Sql-server – Login in server suddenly lost mapping to their Users in databases

availability-groupsloginsSecuritysql serversql server 2014

Mine is Always ON availability environment. I have 3 SQL 2014 servers(Primary and 2 replicas). Since one year all the logins working FINE in the servers. Some how suddenly, I am getting errors from the Application server stating that the PIDS were not able to access the Database. The PIDS are successfully logging in the server but not able to access database. I checked the mappings of the login in the server. I seen no database was checked. I dont know how it lost its mapping to user in the database.
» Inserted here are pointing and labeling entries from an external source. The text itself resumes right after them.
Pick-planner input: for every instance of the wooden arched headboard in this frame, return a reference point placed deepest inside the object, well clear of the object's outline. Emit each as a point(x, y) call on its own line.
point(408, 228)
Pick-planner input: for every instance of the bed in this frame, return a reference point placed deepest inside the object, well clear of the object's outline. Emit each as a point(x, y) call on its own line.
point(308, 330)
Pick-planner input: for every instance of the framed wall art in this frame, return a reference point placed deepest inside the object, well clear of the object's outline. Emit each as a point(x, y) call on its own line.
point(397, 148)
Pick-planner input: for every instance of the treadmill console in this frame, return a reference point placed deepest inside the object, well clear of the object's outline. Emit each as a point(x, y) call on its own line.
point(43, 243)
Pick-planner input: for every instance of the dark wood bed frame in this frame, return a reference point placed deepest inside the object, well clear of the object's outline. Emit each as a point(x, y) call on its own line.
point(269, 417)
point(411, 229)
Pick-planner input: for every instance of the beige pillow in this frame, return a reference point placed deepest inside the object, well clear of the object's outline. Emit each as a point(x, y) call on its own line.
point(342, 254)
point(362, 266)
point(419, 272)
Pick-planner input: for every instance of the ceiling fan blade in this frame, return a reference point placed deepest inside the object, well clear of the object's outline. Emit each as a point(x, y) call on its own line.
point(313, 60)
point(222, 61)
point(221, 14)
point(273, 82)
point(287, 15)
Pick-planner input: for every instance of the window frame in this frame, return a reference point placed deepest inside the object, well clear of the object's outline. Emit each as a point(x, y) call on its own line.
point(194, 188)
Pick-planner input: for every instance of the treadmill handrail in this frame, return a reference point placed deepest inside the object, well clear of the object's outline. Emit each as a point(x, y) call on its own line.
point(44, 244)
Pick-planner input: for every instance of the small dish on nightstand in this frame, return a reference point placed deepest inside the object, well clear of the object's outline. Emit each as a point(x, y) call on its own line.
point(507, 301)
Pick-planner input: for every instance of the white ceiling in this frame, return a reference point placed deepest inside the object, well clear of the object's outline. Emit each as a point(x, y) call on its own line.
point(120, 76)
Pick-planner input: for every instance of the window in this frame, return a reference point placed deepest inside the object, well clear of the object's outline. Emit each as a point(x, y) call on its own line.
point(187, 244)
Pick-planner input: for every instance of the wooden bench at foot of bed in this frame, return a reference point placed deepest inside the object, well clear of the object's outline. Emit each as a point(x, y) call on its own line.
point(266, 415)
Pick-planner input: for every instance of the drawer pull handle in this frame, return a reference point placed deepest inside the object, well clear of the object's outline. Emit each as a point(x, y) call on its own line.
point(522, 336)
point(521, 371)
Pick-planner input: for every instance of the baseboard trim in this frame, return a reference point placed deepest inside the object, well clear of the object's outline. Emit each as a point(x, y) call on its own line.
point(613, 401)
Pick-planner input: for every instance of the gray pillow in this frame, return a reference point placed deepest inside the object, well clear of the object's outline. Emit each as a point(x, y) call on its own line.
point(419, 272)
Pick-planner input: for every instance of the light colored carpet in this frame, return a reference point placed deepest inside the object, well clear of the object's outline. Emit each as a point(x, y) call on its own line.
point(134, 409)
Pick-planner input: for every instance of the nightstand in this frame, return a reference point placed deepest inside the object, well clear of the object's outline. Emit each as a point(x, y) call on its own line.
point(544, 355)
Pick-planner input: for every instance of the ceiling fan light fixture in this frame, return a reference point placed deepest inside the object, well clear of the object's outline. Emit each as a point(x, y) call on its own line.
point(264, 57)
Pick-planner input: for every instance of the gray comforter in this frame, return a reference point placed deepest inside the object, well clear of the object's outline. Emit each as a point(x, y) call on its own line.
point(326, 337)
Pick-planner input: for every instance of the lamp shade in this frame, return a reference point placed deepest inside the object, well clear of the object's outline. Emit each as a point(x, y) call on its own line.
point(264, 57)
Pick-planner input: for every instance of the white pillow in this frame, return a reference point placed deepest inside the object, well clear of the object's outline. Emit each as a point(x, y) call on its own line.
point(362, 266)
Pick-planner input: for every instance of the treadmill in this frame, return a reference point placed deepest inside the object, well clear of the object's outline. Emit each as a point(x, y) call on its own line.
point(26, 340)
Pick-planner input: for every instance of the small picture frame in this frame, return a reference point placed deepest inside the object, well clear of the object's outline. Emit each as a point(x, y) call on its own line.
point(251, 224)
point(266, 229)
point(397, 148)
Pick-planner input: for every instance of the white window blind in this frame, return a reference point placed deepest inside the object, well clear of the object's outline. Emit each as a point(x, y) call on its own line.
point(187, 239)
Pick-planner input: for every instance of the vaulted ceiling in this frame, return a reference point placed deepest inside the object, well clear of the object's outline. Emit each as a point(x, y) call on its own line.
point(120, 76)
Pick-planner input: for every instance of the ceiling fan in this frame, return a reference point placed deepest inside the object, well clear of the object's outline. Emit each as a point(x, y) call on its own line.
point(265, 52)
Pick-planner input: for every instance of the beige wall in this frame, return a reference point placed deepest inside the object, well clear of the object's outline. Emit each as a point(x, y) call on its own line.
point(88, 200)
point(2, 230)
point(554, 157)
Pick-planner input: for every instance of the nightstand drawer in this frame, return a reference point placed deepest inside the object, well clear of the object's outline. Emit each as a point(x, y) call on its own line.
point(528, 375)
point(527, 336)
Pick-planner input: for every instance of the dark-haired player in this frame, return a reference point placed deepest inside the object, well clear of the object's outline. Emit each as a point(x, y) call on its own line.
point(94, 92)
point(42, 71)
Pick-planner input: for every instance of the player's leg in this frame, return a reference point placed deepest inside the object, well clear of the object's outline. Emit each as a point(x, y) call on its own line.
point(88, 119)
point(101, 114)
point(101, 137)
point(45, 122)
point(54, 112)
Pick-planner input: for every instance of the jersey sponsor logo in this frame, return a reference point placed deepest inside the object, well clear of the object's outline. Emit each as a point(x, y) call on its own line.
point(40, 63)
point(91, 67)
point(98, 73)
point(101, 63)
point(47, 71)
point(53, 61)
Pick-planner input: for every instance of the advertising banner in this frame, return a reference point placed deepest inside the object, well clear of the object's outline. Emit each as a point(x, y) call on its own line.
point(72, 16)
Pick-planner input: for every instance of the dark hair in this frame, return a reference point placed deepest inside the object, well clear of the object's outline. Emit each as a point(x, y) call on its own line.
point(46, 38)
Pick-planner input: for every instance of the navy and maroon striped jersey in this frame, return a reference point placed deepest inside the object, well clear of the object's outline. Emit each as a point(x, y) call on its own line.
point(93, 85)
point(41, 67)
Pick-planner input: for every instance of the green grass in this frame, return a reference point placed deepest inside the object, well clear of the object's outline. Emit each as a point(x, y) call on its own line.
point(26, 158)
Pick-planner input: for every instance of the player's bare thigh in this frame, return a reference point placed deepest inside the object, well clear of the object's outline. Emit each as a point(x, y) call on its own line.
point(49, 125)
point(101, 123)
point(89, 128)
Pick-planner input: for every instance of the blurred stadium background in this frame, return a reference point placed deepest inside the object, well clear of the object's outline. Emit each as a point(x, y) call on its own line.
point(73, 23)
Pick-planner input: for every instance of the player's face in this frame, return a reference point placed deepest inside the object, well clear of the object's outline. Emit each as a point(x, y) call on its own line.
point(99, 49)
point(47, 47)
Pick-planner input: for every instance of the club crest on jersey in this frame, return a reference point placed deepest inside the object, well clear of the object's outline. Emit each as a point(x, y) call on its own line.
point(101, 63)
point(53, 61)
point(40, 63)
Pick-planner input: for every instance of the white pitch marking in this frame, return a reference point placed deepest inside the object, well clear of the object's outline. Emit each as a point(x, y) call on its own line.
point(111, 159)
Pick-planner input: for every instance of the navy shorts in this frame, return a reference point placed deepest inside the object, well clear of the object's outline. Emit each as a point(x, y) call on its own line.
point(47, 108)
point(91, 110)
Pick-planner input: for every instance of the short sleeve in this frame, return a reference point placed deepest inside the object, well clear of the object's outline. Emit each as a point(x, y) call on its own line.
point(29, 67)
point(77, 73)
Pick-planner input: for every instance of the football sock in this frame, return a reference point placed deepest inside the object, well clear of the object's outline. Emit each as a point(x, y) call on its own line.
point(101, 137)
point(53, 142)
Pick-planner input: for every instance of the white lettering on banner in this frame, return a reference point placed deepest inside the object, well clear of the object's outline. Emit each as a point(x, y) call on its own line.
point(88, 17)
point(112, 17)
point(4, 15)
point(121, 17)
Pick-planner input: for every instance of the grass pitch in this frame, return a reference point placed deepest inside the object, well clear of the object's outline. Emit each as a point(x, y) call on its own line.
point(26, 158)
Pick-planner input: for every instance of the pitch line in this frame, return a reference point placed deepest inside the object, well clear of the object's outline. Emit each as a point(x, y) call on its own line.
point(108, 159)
When I checked for the user in the database, I can see that user exist in the database and has all the required privileges assigned to that user too..

NOte: I tried to restart the server that which fix the problem for 2 hours and again we ran back to the same issue. I droped all those users(who lost mapping from Login) and recreated them with all the SIDs synced in all three servers. This fixed my problem for now. but I want to know the root cause of the issue.

Question 1: How my user lost their mappings with login suddenly that which are working absolutely fine since 1 YEAR.

Question 2: How a simple server restart fix the issue for a couple of hours and again why the problem came back.

Best Answer

Question 1: How my user lost their mappings with login suddenly that which are working absolutely fine since 1 YEAR.

There is nothing internal to AGs that would do this. This had to have been done by someone or something. The Logins and Users are mapped via their SID, thus if the mapping no longer was valid (different SIDs), the only way those can become different is either it was initially setup incorrectly or someone/something changed it. You could attempt to look at the default trace and see if it has any data, but if you weren't auditing for it chances are you won't find it retroactively as SQL Server doesn't save that type of data.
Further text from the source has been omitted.